Still, Clinton would be better for conservatives than Trump. The difference is that conservatives wouldn’t have to defend Clinton’s positions—or justify her flip-flopping. In opposition, conservatives would have no obligation to party solidarity and would be free to support Clinton when her policies aligned with theirs, and free to oppose her when they don’t. Clinton says she now opposes the TPP, a trade pact she spent years touting as secretary of State. If, once in office, she decides she supports it again, fine. At least she’s not opposed to the idea of free trade deals.

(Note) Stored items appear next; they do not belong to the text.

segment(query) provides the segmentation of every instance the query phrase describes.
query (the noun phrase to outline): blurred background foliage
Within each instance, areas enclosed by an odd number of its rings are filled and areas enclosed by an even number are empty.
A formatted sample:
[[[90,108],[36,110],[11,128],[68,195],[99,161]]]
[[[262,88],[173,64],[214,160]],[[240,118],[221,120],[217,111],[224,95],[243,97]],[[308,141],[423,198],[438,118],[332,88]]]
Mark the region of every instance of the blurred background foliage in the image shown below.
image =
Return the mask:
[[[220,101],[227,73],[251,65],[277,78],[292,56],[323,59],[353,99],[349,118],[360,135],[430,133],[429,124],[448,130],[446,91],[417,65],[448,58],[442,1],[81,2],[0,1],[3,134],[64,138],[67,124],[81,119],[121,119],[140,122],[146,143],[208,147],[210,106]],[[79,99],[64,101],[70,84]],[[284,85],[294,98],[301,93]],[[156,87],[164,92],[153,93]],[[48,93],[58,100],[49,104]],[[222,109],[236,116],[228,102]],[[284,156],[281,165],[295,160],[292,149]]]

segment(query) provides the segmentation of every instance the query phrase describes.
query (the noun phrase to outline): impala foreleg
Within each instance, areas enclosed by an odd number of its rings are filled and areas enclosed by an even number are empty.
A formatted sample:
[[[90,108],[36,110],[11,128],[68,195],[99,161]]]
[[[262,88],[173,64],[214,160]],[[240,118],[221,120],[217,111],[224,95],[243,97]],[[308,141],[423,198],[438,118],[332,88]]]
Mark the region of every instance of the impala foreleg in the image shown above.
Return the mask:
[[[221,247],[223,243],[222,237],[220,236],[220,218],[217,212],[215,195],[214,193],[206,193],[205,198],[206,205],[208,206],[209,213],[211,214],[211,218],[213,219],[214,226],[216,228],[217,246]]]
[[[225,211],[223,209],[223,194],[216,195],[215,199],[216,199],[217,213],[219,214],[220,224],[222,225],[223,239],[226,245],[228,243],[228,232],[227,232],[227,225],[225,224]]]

A similar logic applies to foreign policy. Is Clinton’s foreign policy record horrible? Yes. Will she abandon our allies and dismantle NATO at the behest of Russia, as Trump has indicated he would do? No, she wouldn’t. For all her incompetence in foreign policy, at least Clinton doesn’t subscribe to the “America first” view that the United States is just one nation among many. At least she believes, unlike Trump, that the post-Cold War international order should be preserved and that America has a unique responsibility to preserve it.
Some conservatives will no doubt object: what about Republicans in down-ballot races? Won’t abandoning Trump in the general election hurt GOP candidates across the board?
Probably, but whether you vote for Clinton, Trump, or abstain, without a third-party candidate for down-ballot Republicans to coalesce around, they will likely be hurt by Trump’s nomination.